I haven't been able to stop thinking about my conversation with BFF Matt the other night. He was right about a lot of things. I don’t really know what I want to do yet. And the fear comes from the fact that I'm worried I'll make the wrong decision. I want time. I want time to just sit and think and really figure out what I want to do and where I want to live. Right now I feel like I’m caught in a trap. Everything continues to flow around me: decisions need to be made, bills need to be paid, and appointments need to be kept. But all I want to do is raise my arms up in the air and freeze everything. I want stillness. I want silence. I want time to think.

Several months ago I read an amazing book by Nicholson Baker called The Fermata. It’s the story of a man who has the power to slow the world down to the point where it’s almost frozen. In Italian, fermata means “the stillness.” In music, the word refers to the sustaining of a note, chord, or rest for longer than indicated. In the book, the man refers to those moments as “the fold” and uses his power to fulfill many of his sexual fantasies. I, however, would use it differently. I would use it to buy myself the time and space that I need to figure out what I want.

I guess that’s why going home is suddenly so appealing. It would be like stepping into the fold. I’d no longer have to worry about rent or going to work (at least not for a little while). There would be no broken fuses, no utility bills, no dishes to wash. I’d have a housekeeper (and actual one--I don't mean my mom) and free cable. I’d get to plan and make elaborate meals in my parents’ big, clean kitchen, and even better, I’d have someone to talk to while I ate. It would, of course, be a temporary thing. My nature would never allow me to loaf around for longer than a month or two. I’d get frustrated with living in the suburbs and not having access to the city. I’d miss having my own place, making my own rules, living my own life.

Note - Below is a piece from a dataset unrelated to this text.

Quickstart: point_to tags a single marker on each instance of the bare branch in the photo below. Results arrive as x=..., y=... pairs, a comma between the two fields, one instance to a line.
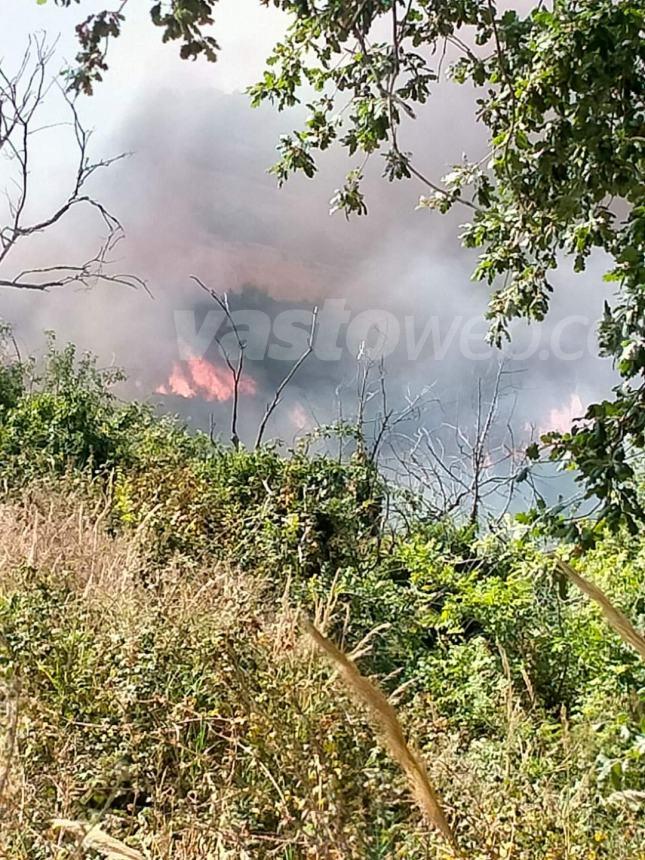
x=23, y=95
x=236, y=369
x=287, y=379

But the thought is tempting. This could allow me the opportunity to pursue my dream of being a full-time freelance writer. Or I could try to find editorial jobs with a magazine or literary agency. I know that I want to write, but that’s a scary thing to want. There are no guarantees and it’s a job that’s based almost entirely on my creativity and ability. I’ll either produce or I won’t. I’ll get rejected at least a couple dozen times before selling a story. And if I fail, I’ll have nobody to blame but myself.

2 comments:

Freckled K said...

Do it. Life will soon get it the way, and is apt to pull you in different directions and weigh you down with responsibilties that will make it all the more difficult to pursue your dream. It's not necessarily "Now or Never" but, in a way, it kind of is. If you are afforded the opportunity to make it happen - do whatever it takes to see that it does.

Pink Lady said...

You'll have your entire life to work and live your own life - um wait isn't that what you're doing now?
Anyway follow your instincts, they know what they are doing even if it feels like they don't.